The final PCLOB report on the Section 702 program included several recommendations concerning transparency, including proposals for further specific declassification actions. Those proposals remain pending.

 

Senate Bill Requires Report on “All” NSA Bulk Collection

Updated below

The National Security Agency would be required to prepare an unclassified report on “all NSA bulk collection activities,” the Senate Appropriations Committee directed in its report on the Fiscal Year 2015 Department of Defense Appropriations bill, published yesterday.

The Committee told the NSA to prepare a report “describing all NSA bulk collection activities, including when such activities began, the cost of such activities, what types of records have been collected in the past, what types of records are currently being collected, and any plans for future bulk collection.”

Such a report would be expected to clarify whether NSA bulk collection extends beyond the acknowledged telephone metadata program in Section 215 of the USA Patriot Act.

The required report is to be “unclassified to the greatest extent possible,” the Senate Committee said.

In the reporting requirements that it imposed on NSA, the Senate Appropriations Committee notably went beyond what was required by the Senate or House Intelligence Committees.

The Appropriations Committee also directed NSA to submit additional reports on the total number of records acquired and reviewed by NSA in its bulk telephone metadata program over the past five years, and an estimate of the number of records of U.S. persons that have been acquired and reviewed in the telephone metadata program.

Another unclassified report is required to provide “a list of terrorist activities that were disrupted, in whole or in part, with the aid of information obtained through NSA’s telephone metadata program.”

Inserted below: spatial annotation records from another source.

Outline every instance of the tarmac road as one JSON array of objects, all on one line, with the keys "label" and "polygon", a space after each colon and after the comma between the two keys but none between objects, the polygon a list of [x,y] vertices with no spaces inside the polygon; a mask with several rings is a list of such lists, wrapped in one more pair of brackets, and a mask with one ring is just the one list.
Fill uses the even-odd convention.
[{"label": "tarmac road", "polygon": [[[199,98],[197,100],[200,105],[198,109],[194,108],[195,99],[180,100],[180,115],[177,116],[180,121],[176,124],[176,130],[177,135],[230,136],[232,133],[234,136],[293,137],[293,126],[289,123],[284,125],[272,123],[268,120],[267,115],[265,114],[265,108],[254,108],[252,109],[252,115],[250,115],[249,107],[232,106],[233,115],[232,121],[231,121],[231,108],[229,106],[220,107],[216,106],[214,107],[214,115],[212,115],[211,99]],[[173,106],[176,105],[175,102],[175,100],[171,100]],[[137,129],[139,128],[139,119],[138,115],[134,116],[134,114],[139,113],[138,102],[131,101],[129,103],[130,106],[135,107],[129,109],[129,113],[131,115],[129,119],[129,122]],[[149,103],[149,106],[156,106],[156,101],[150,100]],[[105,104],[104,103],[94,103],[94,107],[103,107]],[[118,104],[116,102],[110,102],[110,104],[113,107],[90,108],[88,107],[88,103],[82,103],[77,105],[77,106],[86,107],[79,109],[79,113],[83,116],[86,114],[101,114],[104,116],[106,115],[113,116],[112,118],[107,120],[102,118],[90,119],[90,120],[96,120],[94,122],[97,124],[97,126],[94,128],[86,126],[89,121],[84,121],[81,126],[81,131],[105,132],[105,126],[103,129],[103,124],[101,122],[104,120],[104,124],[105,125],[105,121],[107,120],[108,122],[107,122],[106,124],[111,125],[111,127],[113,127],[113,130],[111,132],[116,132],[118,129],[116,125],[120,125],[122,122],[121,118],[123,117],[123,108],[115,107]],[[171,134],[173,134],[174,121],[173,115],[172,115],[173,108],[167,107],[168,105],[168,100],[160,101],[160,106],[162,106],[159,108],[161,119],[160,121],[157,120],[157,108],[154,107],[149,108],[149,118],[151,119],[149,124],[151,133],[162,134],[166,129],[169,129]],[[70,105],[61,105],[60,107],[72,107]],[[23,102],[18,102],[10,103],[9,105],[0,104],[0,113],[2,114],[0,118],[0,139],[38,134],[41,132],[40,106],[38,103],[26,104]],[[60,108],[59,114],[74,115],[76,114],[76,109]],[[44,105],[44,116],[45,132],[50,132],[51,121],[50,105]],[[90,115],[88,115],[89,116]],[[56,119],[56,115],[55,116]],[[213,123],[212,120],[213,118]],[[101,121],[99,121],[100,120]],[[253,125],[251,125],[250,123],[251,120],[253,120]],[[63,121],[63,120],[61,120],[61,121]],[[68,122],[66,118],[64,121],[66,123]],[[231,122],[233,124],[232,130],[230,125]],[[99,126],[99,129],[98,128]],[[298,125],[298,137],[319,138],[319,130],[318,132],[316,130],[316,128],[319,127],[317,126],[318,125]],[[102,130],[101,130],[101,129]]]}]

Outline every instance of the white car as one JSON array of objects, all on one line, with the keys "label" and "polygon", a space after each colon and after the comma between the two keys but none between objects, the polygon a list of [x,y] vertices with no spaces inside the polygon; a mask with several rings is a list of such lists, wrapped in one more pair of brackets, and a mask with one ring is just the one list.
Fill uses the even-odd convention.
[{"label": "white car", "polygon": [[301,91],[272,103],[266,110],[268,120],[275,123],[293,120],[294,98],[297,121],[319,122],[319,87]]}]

A January 2014 report of the Privacy and Civil Liberties Oversight Board found that the Section 215 telephone metadata program had “minimal value in protecting the nation from terrorism.”

“We are aware of no instance in which the program directly contributed to the discovery of a previously unknown terrorist plot or the disruption of a terrorist attack,” the PCLOB report said.

In contrast to the Section 215 bulk telephone metadata program, the PCLOB said in a report this month that the Section 702 program to collect the communications of targeted non-U.S. persons abroad “has proven valuable in a number of ways to the government’s efforts to combat terrorism,” and that it had enabled the government to “discover previously unknown terrorist operatives and disrupt specific terrorist plots.”

The Board cautioned, however, that the 702 program “may allow a substantial amount of private information about U.S. persons to be acquired by the government, examined by its personnel, and used in ways that may have a negative impact on those persons.”

An estimate of the amount of such U.S. person information collected under the Section 702 program was not specifically required by the Senate Appropriations Committee.

Update: Identical reporting language was included by the Senate Appropriations Committee last year in its report on the FY2014 Defense Appropriations bill (h/t @byersalex), yet the required NSA reports were not produced.

At Emptywheel, Marcy Wheeler questions the utility of the proposed reports, particularly since the Senate Committee language lacks a clear, unambiguous definition of “bulk collection.”